A "ameaça" era uma referência a
possibilidade de que o ex-presidente da Câmara Eduardo Cunha, agora preso,
feche um acordo de delação premiada e entregue possíveis provas contra seus
ex-colegas para a Operação Lava Jato e o juiz Sergio Moro.
O episódio ilustra um pouco do clima na capital
federal, seis meses após a queda da ex-presidente Dilma Rousseff e a posse de
Michel Temer, em 12 de maio.
A troca de governo, definitivamente confirmada no
final de agosto, por um lado melhorou sensivelmente a relação entre Planalto e
Congresso, o que permitiu ao presidente avançar com sua principal proposta - a
criação de um teto de vinte anos para conter a expansão dos gastos públicos,
que já passou na Câmara e deve receber o aval do Senado em dezembro.

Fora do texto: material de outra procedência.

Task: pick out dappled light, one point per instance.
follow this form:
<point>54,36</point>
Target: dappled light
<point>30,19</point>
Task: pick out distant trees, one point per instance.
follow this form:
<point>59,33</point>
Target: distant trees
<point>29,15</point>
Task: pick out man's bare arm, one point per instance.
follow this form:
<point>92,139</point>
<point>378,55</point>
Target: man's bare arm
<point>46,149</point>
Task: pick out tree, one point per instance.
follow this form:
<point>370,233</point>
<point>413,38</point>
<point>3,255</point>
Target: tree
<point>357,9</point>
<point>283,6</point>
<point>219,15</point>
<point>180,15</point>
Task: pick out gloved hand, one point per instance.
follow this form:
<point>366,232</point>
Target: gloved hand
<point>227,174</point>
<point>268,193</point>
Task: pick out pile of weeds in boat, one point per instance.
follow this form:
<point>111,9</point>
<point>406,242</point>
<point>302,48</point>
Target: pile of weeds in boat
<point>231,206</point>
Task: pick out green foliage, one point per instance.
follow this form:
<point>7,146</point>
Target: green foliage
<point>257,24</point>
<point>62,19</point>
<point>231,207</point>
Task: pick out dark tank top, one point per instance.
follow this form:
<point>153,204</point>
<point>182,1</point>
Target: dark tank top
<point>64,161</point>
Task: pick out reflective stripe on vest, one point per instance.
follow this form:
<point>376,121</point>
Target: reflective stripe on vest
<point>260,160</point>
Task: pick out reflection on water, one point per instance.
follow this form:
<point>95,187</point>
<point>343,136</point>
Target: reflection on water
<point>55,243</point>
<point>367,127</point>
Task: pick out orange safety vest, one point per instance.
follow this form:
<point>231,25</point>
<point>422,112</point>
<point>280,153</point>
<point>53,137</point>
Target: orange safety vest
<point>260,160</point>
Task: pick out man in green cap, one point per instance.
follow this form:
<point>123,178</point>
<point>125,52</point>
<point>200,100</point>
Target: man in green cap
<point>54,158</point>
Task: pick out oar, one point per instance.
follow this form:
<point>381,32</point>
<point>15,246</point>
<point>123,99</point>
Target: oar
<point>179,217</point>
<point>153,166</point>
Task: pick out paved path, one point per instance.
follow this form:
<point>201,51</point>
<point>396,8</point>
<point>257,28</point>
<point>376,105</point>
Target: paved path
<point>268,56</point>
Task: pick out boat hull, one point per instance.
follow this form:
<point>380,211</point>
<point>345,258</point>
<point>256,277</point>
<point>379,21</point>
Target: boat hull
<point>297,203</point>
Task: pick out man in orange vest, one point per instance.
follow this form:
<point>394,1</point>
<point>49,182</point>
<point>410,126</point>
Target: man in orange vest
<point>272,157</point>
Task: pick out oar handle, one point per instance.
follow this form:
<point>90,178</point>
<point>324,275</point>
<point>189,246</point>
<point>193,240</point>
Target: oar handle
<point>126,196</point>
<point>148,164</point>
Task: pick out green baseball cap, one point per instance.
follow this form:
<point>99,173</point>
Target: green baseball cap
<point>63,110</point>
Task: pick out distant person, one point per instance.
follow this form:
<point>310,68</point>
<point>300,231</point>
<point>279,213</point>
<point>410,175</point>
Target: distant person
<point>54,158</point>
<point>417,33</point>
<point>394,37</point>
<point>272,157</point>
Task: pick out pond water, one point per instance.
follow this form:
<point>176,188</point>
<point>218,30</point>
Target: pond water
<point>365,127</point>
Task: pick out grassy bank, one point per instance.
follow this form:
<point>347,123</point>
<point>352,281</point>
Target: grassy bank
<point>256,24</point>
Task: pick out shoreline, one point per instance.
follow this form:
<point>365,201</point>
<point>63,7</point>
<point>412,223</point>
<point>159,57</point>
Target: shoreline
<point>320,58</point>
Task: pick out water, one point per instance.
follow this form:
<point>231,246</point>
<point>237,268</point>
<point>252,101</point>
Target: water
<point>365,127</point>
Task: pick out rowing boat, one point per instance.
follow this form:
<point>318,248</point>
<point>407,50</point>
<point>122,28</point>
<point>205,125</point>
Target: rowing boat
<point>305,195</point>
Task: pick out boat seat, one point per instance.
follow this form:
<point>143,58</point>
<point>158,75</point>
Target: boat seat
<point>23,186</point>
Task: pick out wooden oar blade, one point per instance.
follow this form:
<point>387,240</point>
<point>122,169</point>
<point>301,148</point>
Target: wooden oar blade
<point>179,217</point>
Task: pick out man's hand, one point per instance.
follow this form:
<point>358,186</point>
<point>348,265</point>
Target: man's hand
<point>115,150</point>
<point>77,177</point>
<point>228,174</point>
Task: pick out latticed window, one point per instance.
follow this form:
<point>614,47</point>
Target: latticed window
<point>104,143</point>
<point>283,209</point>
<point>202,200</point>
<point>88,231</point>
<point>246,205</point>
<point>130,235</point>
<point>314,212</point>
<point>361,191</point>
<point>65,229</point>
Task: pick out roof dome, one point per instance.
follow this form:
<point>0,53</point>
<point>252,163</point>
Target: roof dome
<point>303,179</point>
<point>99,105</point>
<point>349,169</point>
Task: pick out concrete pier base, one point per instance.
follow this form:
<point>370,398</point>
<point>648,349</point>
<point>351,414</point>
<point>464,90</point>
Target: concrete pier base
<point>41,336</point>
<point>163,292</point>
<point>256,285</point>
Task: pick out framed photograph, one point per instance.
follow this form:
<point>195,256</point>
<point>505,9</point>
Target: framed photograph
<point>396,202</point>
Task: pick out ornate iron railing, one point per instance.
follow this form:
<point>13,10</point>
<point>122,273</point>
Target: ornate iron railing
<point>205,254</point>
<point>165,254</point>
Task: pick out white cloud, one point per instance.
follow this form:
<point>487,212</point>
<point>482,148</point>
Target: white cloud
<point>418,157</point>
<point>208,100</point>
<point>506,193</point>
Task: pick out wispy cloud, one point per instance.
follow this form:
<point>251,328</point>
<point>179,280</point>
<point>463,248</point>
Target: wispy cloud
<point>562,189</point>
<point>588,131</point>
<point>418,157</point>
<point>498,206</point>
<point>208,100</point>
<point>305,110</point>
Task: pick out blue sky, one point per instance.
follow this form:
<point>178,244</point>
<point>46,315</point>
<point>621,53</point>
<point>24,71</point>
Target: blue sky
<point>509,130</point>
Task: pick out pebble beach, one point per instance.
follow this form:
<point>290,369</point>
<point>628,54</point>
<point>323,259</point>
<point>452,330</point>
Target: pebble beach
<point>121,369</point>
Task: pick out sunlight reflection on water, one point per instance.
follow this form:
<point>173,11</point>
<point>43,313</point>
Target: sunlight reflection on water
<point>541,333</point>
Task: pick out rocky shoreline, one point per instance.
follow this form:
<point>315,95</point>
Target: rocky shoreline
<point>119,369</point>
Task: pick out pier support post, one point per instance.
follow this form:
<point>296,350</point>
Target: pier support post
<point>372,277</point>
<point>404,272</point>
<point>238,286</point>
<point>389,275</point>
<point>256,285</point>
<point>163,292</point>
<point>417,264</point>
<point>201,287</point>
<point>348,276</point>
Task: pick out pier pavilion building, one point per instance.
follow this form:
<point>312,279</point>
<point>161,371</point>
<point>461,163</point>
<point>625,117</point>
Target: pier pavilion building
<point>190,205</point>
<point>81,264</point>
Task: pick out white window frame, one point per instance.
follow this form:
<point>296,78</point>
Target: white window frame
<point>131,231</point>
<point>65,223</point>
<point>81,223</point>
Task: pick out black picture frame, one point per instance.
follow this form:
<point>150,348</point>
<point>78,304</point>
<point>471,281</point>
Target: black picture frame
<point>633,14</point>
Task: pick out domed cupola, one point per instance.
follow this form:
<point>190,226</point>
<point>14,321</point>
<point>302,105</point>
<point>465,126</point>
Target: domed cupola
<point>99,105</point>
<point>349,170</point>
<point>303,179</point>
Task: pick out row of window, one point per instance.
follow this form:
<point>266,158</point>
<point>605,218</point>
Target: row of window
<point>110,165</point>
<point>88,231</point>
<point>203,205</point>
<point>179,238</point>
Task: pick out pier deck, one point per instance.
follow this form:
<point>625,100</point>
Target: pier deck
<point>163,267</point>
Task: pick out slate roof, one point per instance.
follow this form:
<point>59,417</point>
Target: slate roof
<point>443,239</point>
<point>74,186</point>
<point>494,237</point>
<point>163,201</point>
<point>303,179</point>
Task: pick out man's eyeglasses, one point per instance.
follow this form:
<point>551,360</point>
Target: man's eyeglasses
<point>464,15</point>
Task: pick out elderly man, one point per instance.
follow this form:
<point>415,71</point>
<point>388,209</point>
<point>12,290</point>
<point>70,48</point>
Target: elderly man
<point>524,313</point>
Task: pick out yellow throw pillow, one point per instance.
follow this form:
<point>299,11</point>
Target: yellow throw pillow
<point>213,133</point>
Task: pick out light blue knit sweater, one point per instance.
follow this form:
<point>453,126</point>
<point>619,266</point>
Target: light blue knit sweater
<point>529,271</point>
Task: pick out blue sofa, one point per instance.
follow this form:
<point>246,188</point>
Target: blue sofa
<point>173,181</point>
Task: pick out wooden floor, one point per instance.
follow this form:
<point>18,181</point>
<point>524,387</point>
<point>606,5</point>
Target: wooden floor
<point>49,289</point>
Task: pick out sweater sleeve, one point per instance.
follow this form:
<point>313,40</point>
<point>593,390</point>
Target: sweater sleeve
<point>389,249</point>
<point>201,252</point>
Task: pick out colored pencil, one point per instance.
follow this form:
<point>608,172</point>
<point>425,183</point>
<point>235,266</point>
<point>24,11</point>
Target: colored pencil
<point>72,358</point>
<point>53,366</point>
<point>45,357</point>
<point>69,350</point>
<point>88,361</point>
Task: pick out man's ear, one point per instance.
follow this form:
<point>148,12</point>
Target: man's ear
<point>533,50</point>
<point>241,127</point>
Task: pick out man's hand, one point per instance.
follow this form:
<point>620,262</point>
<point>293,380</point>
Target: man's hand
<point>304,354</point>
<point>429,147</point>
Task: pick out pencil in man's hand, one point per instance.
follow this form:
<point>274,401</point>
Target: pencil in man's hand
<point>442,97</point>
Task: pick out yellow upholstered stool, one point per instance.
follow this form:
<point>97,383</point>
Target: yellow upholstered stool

Por outro lado, não foi capaz de encerrar a
instabilidade política, já que a incerteza quanto aos próximos capítulos da
Lava Jato continua a rondar a Praça dos Três Poderes. Além disso, a pendência
de uma ação movida pelo PSDB no Tribunal Superior Eleitoral (TSE) que pede a
cassação da chapa eleita em 2014 (Dilma-Temer) por supostas irregularidades na
campanha é outro foco de risco para o governo.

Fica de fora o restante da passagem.